By Muvija M
LONDON (Reuters) – Britain’s finance ministry plans to introduce new procedures to manage the failure of small banks more effectively, it said on Thursday, following last year’s high-profile collapse of U.S.-based Silicon Valley Bank (SVB).
The consultation on the proposals comes less than a year after the sudden collapse of California-based SVB sent shockwaves through financial markets. HSBC stepped in to buy the UK arm of SVB for a symbolic one pound last March.
The proposals would require the industry to meet some costs associated with the bank failures rather than the taxpayer, Britain’s Treasury said.
The government believes that it may be in the public interest to transfer a failing small bank into a “Bridge Bank” or, as happened with SVB UK, to a willing buyer, rather than place such a bank into insolvency.

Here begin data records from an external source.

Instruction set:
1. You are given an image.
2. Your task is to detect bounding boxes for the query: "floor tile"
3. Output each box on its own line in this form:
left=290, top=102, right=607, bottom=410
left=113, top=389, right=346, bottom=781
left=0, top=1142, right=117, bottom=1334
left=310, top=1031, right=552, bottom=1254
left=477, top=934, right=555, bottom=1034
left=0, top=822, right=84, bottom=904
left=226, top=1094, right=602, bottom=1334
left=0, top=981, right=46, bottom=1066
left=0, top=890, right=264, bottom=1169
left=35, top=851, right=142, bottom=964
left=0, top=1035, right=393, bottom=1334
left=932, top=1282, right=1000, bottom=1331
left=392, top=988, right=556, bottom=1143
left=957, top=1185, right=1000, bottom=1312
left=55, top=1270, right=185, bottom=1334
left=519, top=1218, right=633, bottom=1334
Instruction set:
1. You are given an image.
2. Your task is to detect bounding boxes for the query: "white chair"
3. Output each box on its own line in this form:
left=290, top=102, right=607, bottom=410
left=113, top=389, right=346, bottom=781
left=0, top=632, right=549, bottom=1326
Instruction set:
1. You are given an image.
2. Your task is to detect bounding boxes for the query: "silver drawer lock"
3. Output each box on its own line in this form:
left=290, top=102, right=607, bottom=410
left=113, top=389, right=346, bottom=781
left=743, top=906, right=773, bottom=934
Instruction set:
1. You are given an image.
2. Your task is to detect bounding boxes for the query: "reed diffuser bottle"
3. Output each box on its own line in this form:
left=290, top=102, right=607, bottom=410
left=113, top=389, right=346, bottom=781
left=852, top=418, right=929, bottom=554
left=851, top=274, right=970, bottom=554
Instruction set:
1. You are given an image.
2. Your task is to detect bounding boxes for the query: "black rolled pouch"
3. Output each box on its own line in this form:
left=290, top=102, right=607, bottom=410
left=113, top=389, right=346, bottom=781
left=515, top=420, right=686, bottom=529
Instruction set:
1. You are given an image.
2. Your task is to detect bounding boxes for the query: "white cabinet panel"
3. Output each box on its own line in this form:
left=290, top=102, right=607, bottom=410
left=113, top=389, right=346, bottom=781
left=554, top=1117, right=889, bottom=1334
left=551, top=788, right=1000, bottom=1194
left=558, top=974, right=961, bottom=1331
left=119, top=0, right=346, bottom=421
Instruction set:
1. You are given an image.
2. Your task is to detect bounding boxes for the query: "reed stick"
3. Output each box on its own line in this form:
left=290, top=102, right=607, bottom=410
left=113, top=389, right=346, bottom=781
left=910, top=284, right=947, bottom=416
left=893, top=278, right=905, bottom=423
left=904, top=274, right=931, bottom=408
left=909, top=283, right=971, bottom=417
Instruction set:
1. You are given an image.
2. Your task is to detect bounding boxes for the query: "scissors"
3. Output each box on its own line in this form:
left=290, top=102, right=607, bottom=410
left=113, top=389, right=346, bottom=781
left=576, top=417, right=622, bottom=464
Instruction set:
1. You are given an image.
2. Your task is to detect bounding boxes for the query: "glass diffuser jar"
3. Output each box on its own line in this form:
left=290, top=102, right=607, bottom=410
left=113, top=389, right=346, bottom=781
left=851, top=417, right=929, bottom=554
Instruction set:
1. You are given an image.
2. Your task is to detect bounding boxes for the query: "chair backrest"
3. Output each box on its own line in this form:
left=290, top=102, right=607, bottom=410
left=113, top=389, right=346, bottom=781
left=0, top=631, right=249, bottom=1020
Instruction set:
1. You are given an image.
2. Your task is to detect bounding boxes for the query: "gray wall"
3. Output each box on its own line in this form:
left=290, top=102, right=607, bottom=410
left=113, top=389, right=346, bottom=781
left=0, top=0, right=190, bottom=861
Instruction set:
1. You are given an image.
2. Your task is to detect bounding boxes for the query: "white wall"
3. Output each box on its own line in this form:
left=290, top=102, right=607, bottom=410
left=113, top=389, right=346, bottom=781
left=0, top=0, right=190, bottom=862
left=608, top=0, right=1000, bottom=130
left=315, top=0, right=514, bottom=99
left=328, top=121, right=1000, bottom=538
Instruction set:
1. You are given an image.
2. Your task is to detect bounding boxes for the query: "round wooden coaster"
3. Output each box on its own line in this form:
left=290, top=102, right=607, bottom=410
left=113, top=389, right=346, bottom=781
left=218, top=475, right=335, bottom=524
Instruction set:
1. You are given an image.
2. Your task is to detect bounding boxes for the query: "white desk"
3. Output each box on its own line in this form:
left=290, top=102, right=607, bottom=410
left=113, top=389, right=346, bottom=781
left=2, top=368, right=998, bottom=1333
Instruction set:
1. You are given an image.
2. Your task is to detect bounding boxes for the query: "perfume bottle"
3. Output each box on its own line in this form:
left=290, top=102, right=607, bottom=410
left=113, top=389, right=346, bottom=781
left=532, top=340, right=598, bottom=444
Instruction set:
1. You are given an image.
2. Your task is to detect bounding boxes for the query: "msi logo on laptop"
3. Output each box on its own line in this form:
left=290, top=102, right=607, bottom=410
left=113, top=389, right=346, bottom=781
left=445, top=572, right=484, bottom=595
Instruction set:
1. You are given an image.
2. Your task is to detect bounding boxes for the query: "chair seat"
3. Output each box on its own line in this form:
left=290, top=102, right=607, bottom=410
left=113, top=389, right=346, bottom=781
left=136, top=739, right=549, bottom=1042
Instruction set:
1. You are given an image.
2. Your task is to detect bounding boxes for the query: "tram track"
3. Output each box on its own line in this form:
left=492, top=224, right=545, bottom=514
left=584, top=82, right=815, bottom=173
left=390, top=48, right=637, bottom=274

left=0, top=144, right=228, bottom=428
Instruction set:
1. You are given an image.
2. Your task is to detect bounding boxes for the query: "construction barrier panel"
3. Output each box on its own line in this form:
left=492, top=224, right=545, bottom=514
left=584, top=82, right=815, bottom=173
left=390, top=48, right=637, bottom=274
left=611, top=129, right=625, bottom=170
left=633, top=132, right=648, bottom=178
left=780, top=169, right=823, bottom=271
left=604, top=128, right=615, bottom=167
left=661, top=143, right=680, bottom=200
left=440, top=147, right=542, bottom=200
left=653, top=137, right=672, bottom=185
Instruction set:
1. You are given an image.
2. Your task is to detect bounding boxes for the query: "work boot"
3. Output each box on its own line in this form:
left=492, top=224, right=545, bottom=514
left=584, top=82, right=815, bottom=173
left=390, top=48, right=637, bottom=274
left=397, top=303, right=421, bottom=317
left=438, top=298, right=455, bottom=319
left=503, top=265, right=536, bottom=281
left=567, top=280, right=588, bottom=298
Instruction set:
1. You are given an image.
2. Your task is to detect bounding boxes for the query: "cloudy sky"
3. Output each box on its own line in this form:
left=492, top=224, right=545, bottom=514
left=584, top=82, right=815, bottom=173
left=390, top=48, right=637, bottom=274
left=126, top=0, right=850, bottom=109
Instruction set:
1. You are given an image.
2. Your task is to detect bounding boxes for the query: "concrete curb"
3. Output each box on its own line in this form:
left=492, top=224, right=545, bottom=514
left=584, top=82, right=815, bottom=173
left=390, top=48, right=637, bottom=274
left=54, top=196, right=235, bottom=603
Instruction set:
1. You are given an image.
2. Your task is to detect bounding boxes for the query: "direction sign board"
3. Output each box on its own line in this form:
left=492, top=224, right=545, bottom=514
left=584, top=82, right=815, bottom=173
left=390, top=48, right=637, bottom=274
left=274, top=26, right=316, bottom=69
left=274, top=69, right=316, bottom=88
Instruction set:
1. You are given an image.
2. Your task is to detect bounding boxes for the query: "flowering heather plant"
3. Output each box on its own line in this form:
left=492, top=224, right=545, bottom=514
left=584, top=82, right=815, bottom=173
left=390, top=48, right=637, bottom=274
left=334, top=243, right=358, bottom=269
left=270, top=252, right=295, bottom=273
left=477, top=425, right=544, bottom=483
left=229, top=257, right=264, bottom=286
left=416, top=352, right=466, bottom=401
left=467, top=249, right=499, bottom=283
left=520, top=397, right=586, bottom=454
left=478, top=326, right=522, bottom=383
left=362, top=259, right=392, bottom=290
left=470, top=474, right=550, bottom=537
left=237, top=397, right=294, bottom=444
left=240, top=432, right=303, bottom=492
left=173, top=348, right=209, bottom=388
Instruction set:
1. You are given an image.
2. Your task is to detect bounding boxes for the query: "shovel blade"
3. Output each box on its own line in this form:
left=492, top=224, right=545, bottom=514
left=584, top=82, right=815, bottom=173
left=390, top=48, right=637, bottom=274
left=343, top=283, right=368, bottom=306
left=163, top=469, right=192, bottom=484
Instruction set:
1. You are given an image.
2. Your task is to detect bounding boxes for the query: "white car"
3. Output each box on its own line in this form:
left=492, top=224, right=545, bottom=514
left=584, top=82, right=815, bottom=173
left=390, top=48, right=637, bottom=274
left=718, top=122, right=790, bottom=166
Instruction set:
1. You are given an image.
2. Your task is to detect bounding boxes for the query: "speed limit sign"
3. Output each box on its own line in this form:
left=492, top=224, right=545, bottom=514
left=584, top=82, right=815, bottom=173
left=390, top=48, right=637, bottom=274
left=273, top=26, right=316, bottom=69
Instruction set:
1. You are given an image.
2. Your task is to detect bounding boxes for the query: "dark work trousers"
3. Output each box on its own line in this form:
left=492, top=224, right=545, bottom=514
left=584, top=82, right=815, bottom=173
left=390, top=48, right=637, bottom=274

But this could pose risks to taxpayers given the potential need for such a bank to be recapitalised, the Treasury said. To address this, the proposals provide more options in terms of sources of capital for a resolved financial firm.
The new process would allow the BoE to use funds provided by the banking sector to cover costs associated with a resolution, including those associated with recapitalising and operating the failed bank, it added.
The BoE welcomed the proposals in a separate statement.
Britain’s resolution regime for banking institutions aims to ensure public funds are not put at risk in resolving a failing bank. It was first put into action in 2009 following the global financial crisis.
The absence of such a regime during the 2008 financial crisis meant that the government had to step in and inject 137 billion pounds ($174 billion) of public money to stabilise the banking sector.
The proposals would reinforce Britain’s regulatory system and ensure there continued to be sufficient protections for financial stability, customers and public funds when banks fail, the government said.